Every day 2.5 quintillion bytes of data is created. In fact, 90% of the data in the world today has been created in the last two years. This data comes from everywhere: from sensors used to gather climate info., digital photos, posts to social media, videos posted online, transaction records of online purchases, and from cell phone GPS signals to name a few. This data is “Big Data”.
Big Data spans three dimensions:
- Variety – Big Data extends beyond structured data including unstructured data of all varieties: text, audio, video, click streams, log files, and more.
- Velocity – Often time-sensitive, Big Data must be used as it is streaming into an enterprise in order to maximize its value to a business.
- Volume – Big Data comes in one size: large. Enterprises are awash with data, easily amassing terabytes and even petabytes of information.
When Big Data is stored, it aggregates a lot of redundant data. Data de-duplication is an effective way to get rid of redundant data. A de-duplication system identifies and eliminates duplicate blocks of data and hence significantly reduces physical storage requirements.
Calsoft has helped ISVs in developing data de-duplication solutions that protect a wide range of environments right from small distributed offices to the largest enterprise data centers.
Types of De-duplication:
- File-level de-duplication – Commonly referred to as Single-Instance Storage (SIS), file-level data de-duplication compares a file to be backed up or archived with those already stored by checking its attributes against an index. If the file is unique, it is stored and the index is updated; if not, only a pointer to an existing file is stored. The result is only one instance of a file is saved and subsequent copies are replaced with a “stub” that points to the original file.

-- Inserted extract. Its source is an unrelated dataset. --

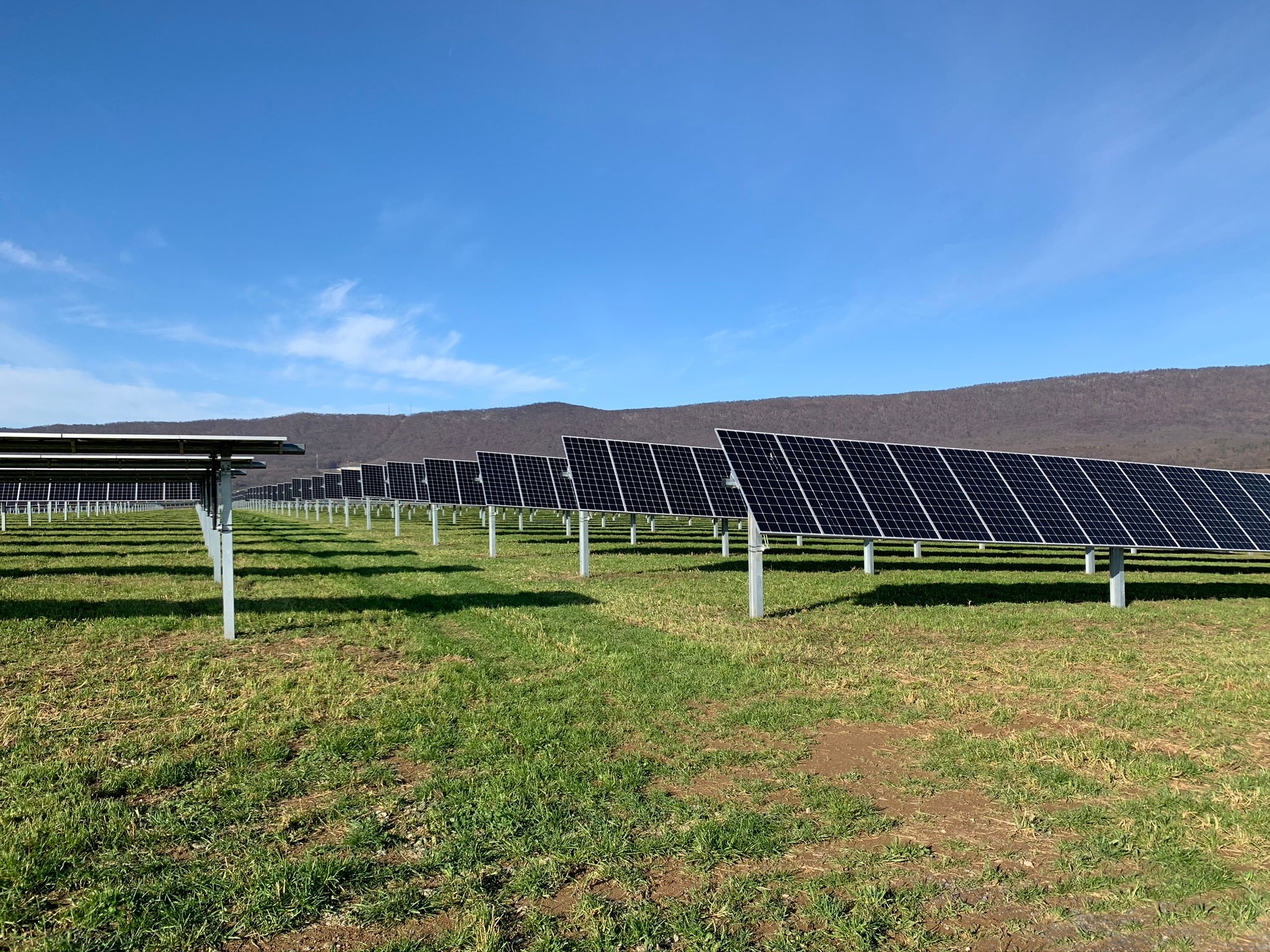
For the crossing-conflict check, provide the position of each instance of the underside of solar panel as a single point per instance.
(855, 489)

- Block-level deduplication – Block-level data de-duplication operates on the sub-file level. As its name implies, the file is typically broken down into segments i.e. chunks or blocks, that are examined for redundancy vs. previously stored information.
Comparison: File-Level & Block-Level Data De-duplication
|Sr. No.||File Level deduplication||Block Level deduplication|
|1.||Save the entire file a second time||Save the changed blocks between one version of the file and the next|
|2.||Indexes are significantly smaller, which takes less computational time when duplicates are being determined||Indexes are larger, hence it takes more computational time when duplicates are being determined|
|3.||Backup performance is less affected by the deduplication process||Backup performance is significantly affected by the deduplication process|
|4.||Requires less processing power due to the smaller index and reduced number of comparisons||Require more processing power due to larger index and higher number of comparisons|
|5.||Store unique files and pointers to existing unique files there is less to reassemble||Require “reassembly” of the chunks based on the master index|
Target or Source-based data de-duplication
- Target Based Data De-duplication – Target-based de-duplication acts on the target data storage media. In this case, the client-server is unmodified and not aware of any de-duplication. The de-duplication engine can be embedded in the hardware array, which can be used as NAS/SAN device with de-duplication capabilities. Alternatively, it can also be offered as an independent software or hardware appliance which acts as an intermediary between the backup server and storage arrays.
- Source-Based Data De-duplication – Source-based de-duplication acts on the data at source before it is moved. A de-duplication aware backup agent is installed on the server which backs up only unique data. The result is improved bandwidth and storage utilization. But this imposes an additional computational load on the backup client.